Farm: Eaagads Estate
Varietal: SL28, SL34 and some Ruiru 11
Processing: Fully washed & dried on African beds
Altitude: 1,400 to 1,600 metres above sea level
Owner: Eaagads Ltd
Town / City: Thika
Region: Kiambu County
Eaagads Estate AA - Kenya
Eaagads Estate is a coffee farm owned by Eaagads Company Limited (a company that is listed in the Nairobi stock Exchange). The farm lies in Kiambu County’s Thika Division – an area well-known as home to some of the earliest coffee farms in the country.
The Estate was originally established by Catholic Missionaries and was held by colonial settlers well into the 20th century. Although the limited company was founded very early (in the 1940s), the farm has gone through organisational changes. In the 1950s, it was split into three separate farms, all bordered by the Chanya river to their north, with different titles being commuted to different shareholders. Due to this, today the coffee plantations on the Estate bears the strange feature of being split into two parts, as the middle farm (at some point owned by the Kenyatta family – or that of the first Kenyan president!) was converted out of coffee. The ‘upper’ (Karomono) and ‘lower’ (Dichanu) farms have been re-united, but to this day a swath of non-coffee land (Karangayita) lies between them.
Today a 61.7% share in the farm is owned by Kofinaf – one of the largest coffee growers in the country who also have managed the farm for many years. The link between the two companies is strong and extends even to staffing. Simon Oug’ayo has managed the farm for the past 8 years and has worked for Kofinaf for 28!

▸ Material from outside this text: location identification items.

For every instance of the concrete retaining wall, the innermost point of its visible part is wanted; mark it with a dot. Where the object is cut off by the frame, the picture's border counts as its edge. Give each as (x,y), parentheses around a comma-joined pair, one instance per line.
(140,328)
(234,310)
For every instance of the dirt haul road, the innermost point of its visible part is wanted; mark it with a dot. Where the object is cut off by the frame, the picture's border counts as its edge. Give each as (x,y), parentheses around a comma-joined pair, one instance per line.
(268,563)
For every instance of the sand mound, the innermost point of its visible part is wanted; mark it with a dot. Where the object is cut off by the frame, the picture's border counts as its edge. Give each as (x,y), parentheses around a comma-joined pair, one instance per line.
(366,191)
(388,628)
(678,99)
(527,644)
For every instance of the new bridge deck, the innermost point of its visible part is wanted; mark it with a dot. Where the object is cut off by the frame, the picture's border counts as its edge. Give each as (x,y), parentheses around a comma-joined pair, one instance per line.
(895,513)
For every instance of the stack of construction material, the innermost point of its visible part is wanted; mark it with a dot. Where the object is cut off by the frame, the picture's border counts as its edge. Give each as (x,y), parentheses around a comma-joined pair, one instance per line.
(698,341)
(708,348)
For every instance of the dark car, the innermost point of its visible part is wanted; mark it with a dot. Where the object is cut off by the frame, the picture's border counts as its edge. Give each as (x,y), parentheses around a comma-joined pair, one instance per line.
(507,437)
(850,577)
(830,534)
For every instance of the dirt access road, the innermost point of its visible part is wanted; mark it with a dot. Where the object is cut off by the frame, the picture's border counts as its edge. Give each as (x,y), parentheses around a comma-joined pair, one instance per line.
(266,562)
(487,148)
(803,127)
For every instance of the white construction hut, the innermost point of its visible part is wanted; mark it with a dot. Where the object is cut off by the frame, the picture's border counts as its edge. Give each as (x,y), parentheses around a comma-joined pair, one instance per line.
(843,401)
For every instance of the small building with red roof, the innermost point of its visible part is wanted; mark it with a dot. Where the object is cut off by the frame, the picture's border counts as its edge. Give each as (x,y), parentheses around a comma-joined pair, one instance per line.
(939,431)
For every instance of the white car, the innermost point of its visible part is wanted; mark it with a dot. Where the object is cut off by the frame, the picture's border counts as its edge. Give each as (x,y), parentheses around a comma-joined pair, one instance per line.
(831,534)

In 2010, Eaagads Ltd. sold some of its land to Tatu City, a property development project by Moscow-based Renaissance Partners. The Tatu City project is significant and will be sure to transform the landscape of Nairobi and Kiambu in the near future. However, Eaagads remains committed to producing the highest quality of coffee and will not be involved in any real estate development – at least for now.
The farm’s future goals are increasing yields and quality. Security of supply has become a global concern and in addition to the already existing certifications by Utz, Green Forest Alliance and 4C, management is continuously looking at better and more efficient ways to address the high cost of production while at the same time maintaining the quality and increasing output yields per acreage.
With regard to labour issues, Eaagads is committed to worker welfare, making sure that all collective bargaining agreements are honoured and looking at ways to improve workers’ well-being. They provide housing for all of their 47 permanent employees. To them, their “responsibility does not just end at the pay cheque but [also extend to] other social economic responsibilities that are to the benefit of the workers as well as the neighbouring communities.”
Needless to say, all agricultural activities executed on the farms – from pruning to fertilisation – are committed with an impressive stringency and attention to detail. As they are a larger farm, their change of cycle method works on the rotation of two stumps rather than three, but otherwise, Coffee Research Institute best practices are used throughout. The same goes for processing.
During the harvest, a great deal of effort goes into ensuring that quality is maintained. The farm hires between 400 and 600 people at the peak of the harvest, all of whom are well–trained in quality harvesting methods. Only the ripest cherries are picked at each pass. These are delivered on the same day to the ‘factory’ (as Kenyan washing stations/wet mills are called), sorted to remove any damaged or underripe cherries, and pulped. The pulped coffee is then fermented for around 12 hours before being fully washed to remove all the remaining mucilage.
After coffee is washed it is left to rest under circulating, clean water in the factory’s soaking tanks for around 24 hours. Once soaked and clean, the parchment is first delivered to pre-drying tables (with slightly larger screen holes) for around two hours. Here it will be sorted, again, as it loses excess surface moisture, before it is delivered to the main drying beds.
Usually drying times are around 10 to 12 days until the coffee reaches the optimal humidity of 10 to 11%. Coffee is turned and sorted every two hours or so and is covered during the hottest part of the day to prevent splitting and to promote even drying.